The Multimodal Dataset of Negative Affect and Aggression: A Validation Study
PubDate: October 2018
Teams: Delft University of Technology
Writers: Iulia Lefter;Siska Fitrianie
PDF: The Multimodal Dataset of Negative Affect and Aggression: A Validation Study
Abstract
Within the affective computing and social signal processing communities, increasing efforts are being made in order to collect data with genuine (emotional) content. When it comes to negative emotions and even aggression, ethical and privacy related issues prevent the usage of many emotion elicitation methods, and most often actors are employed to act out different scenarios. Moreover, for most databases, emotional arousal is not explicitly checked, and the footage is annotated by external raters based on observable behavior.
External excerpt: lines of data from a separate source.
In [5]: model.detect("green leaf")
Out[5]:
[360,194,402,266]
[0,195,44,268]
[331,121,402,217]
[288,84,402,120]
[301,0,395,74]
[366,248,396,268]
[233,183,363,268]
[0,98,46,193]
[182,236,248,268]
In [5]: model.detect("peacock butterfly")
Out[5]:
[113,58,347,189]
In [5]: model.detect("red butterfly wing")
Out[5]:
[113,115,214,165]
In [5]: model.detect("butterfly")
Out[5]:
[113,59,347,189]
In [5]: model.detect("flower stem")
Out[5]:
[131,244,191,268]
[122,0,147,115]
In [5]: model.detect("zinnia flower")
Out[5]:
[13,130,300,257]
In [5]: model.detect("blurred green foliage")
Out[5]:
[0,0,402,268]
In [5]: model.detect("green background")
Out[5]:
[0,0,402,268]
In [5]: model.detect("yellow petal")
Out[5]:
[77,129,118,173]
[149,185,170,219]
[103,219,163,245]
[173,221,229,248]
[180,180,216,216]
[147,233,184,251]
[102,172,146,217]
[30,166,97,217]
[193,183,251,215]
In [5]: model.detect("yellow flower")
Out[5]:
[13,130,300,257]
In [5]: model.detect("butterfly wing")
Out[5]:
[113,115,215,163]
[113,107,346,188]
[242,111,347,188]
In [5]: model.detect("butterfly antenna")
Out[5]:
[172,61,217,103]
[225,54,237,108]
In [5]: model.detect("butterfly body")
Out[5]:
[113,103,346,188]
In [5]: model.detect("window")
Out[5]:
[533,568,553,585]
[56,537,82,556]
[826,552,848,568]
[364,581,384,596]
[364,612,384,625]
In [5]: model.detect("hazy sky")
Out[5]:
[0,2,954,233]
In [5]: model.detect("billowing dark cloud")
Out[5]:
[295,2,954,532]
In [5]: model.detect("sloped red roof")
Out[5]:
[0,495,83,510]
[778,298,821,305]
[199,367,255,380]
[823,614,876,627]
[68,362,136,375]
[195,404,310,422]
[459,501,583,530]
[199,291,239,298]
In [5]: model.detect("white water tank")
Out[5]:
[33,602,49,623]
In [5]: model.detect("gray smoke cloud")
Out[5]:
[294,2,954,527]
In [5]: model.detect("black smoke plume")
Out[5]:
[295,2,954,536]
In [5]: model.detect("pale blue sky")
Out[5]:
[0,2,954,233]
In the attempt to gather data a step closer to real-life, previous work proposed an elicitation method for collecting the database of negative affect and aggression that involved unscripted role-plays between aggression regulation training actors (actors) and naive participants (students), where only short role descriptions and goals are given to the participants. In this paper we present a validation study for the database of negative affect and aggression by investigating whether the actors’ behavior (e.g. becoming more aggressive) had a real impact on the students’ emotional arousal. We found significant changes in the students’ heart rate variability (HRV) parameters corresponding to changes in aggression level and emotional states of the actors, and therefore conclude that this method can be considered as a good candidate for emotion elicitation.